According to traditional philosophers, human beings have a body, but are not a body. Plato or Descartes' concept of the "soul" subsumes all human reality. This is a consequence of their way of valuing: the senses deceive us (by showing becoming as real) and, consequently, everything sensible, like the body, acquires a negative connotation.

On the other hand, the body is related to the passions, to the irrational, and to pleasure—that is, to all those vital values to which the Western tradition has declared hostility.

For Nietzsche, radically opposing such a decadent way of assessing and interpreting the ontological structure of man, man is none other than a living body. The body is the being of man, his own integrity:

"I am body entirely, and nothing else; and soul is only a word for something in the body."

And also:

"Behind your thoughts and feelings, my brother, is a powerful sovereign, an unknown sage—it is called Self. In your body he dwells; he is your body."

Finally:

"There is more reason in your body than in your best wisdom."

The Concept of Becoming

Reality is a process or change. Traditional metaphysics treats it as mere appearance, like unreal smoke, while "being" is characterized by its permanence, unity, and immutability.

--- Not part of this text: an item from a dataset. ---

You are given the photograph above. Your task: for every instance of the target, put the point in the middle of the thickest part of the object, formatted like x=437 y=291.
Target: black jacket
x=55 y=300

To communicate, man needs to fix, petrify (and thus distort) the changing multiplicity of reality. Without this, it would otherwise be impossible to recognize and share experiences with other human beings. Nor could we successfully apply concepts to reality. When we apply a concept such as "cause"—where one phenomenon precedes another—we are placing an order on the things we face, which is very useful for survival.

Here is the metaphorical origin of words and concepts. The problem arises if we forget this pragmatic origin and begin to believe that they express objective realities. What follows is dividing the world into "apparent" and "real", which means denying life. Herein lies the bio-pathological aspect of metaphysics.

The Apollonian and the Dionysian

The division between the "Apollonian" and the "Dionysian" as two basic attitudes toward reality is a constant in the thinking of Nietzsche from his first book. They pay tribute, respectively, to Apollo—the sun god of order, measure, proportion, and moderation—and Dionysus—the god of intoxication, chaos, and the irrational.

Apollo loves definition, shape, form, balance, and measure. For this reason, he is recognizable in the plastic arts. On the contrary, Dionysus expresses the experience of immersion in the chaotic and excessive evolution of life, which breaks through intoxication and goes beyond all measure, shape, or figure. Dionysus starts from understanding the lack of foundation of things, their lack of depth. He continuously feels under his feet the ocean of joy and horror that is life. His art is music.

According to Nietzsche, everything has an Apollonian and Dionysian background. It is precisely the neglect of this Dionysian support—which explodes any form from every thought in life—that has caused the decline marking the beginning of the Western tradition. This decline is attributed to the rationalizing spirit of Socrates and Euripides.